Страница 79 из 95
В эти дни к нам часто захаживал Степа Сидоров. Было это удивительно, потому что близкой дружбы за время нашего совместного житья не возникло. И почему-то тревожило мою маму. Мою. К своей он не заходил. А от нее муж все же ушел, Степин отец. Она, правда, не бедствовала: устроилась в столовую, там кое-что перепадало. Там ее и грамоте выучили. И ходила она теперь улыбчивая, будто устойчивей стала, очень чистенькая (но это, правда, всегда) и довольно даже молодая. Мальчишек своих, озорных до безобразия, звала «ребяточки» и сильно баловала, потому что хуже сирот остались.

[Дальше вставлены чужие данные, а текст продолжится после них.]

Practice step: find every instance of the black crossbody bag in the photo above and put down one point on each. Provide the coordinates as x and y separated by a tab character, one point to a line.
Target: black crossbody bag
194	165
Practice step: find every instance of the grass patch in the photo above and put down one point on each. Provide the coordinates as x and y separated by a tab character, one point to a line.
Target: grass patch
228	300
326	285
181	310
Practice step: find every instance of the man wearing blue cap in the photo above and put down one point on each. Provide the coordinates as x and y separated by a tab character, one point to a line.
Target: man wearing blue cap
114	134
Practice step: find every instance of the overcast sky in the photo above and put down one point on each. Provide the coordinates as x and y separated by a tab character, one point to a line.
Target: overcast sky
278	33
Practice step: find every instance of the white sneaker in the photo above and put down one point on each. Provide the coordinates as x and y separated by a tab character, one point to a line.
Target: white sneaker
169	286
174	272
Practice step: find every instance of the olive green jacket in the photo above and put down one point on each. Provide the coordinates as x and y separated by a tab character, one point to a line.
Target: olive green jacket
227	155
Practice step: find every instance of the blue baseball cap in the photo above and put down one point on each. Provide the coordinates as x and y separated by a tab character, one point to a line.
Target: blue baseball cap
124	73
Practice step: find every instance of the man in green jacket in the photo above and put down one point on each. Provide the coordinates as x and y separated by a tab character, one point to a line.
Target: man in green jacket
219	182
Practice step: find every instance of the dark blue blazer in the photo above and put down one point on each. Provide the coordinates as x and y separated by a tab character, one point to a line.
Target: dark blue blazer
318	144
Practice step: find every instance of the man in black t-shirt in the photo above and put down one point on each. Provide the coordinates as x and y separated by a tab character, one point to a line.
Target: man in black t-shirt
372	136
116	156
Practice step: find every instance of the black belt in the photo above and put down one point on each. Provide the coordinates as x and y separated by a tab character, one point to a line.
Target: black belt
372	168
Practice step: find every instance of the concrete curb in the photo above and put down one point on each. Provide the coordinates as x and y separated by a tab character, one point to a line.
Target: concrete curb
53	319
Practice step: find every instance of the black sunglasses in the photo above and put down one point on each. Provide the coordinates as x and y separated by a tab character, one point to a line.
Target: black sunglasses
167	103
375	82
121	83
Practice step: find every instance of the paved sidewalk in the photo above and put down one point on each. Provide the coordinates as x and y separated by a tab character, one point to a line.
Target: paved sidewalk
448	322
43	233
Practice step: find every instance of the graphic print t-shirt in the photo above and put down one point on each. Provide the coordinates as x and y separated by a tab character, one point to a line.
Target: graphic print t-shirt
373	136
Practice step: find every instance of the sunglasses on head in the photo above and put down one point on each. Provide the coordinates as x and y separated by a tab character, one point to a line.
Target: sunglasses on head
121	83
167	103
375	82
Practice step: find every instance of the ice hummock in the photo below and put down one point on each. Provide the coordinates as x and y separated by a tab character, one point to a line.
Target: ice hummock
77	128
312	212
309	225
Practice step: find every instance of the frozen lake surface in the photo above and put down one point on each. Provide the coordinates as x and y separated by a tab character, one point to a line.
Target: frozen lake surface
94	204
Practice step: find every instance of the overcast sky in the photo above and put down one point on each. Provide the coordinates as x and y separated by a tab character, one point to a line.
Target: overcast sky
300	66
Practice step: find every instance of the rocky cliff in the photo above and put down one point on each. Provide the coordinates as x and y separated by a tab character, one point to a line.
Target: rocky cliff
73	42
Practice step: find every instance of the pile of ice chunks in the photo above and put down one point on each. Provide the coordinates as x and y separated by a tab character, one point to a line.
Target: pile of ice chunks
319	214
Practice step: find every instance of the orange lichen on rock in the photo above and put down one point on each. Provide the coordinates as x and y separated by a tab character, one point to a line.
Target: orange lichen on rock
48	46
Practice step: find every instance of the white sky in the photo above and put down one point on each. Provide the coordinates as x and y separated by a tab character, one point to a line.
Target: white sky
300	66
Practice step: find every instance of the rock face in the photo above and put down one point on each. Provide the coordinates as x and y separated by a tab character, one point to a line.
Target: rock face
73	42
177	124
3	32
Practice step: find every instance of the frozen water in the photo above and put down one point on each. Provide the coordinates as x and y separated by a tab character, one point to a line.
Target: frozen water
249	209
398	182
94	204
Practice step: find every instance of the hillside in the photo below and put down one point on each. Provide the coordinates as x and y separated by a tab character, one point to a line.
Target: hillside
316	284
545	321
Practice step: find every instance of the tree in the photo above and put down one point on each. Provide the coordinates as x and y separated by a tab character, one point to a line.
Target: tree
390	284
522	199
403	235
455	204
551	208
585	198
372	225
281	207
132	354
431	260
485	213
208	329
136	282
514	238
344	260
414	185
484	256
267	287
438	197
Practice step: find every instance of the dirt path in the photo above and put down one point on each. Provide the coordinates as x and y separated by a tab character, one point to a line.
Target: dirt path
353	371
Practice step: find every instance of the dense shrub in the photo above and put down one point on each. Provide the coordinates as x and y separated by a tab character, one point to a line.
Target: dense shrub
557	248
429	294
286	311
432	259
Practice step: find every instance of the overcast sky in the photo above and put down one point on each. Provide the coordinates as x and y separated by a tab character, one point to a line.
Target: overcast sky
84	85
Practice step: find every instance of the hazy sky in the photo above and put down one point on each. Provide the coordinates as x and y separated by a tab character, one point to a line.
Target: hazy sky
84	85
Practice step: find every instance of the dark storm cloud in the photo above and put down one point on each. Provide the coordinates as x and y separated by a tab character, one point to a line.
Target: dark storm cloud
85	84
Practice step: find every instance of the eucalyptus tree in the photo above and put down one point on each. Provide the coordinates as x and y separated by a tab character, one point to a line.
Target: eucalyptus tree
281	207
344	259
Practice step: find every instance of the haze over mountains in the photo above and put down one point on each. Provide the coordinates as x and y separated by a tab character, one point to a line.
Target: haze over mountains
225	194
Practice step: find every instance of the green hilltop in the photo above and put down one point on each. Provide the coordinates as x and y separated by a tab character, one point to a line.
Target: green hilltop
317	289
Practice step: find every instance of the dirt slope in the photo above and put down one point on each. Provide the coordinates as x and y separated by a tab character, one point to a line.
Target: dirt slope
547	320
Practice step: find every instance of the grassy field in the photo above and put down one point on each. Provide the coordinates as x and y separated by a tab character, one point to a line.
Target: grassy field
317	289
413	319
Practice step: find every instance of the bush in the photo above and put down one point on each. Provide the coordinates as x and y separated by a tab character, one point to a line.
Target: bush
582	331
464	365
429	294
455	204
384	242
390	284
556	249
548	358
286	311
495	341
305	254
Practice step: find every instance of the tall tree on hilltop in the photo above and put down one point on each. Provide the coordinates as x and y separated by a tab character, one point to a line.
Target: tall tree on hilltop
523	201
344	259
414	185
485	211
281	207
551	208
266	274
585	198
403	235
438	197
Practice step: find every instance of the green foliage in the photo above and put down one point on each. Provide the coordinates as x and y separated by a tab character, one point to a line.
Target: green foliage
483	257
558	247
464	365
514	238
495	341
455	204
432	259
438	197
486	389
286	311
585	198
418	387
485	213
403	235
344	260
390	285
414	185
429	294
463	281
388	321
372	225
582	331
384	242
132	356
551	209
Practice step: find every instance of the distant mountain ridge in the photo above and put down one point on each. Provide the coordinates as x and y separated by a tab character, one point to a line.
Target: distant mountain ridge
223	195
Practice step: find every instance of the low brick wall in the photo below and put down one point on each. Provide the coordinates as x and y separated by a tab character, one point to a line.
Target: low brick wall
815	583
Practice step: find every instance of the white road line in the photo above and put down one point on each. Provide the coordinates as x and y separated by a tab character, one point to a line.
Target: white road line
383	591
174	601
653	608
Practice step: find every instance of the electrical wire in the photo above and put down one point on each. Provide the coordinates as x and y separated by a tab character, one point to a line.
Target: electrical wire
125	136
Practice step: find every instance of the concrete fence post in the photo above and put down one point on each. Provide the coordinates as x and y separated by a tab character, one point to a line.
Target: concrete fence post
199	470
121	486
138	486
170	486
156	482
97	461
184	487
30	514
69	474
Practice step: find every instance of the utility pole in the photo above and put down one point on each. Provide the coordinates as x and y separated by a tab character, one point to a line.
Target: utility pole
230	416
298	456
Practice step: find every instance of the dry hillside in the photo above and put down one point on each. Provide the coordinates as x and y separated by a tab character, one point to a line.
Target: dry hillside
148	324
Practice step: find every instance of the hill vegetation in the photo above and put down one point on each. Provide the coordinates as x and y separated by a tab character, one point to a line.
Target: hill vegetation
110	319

— Степушка-то был у вас? — застенчиво спрашивала она мою маму и обтирала губы ладонью, словно хотела поцеловаться.
— Был, Марина Ивановна.
— Уж теперь можно меня и Марьей звать. Какая я Марина, это ведь он по-городскому хотел. А я все деревенская.
— Ну и хорошо. Ведь дело-то не в этом.
— А вы не замечали, Татьяна Николаевна, голубушка моя, чтой-то мне сдается, Степушку-то как подменили. Ну как подменили! Все думает про что-то, да поет, да из уголка в угол так и бегат, так и бегат…
— Он, значит, заходил к вам?
— Нет, я к им в гости наведывалась. По Светочке маленькой скучаю — девочка такая теплая. А у меня все мальчишки, мальчишки. Да и Настена — ведь она ничего, а? Ничего.
И вдруг сама Настена явилась. Она после ребеночка начала толстеть и там, в новой квартире, сдобная стала, белая, не такая уж красавица, как прежде.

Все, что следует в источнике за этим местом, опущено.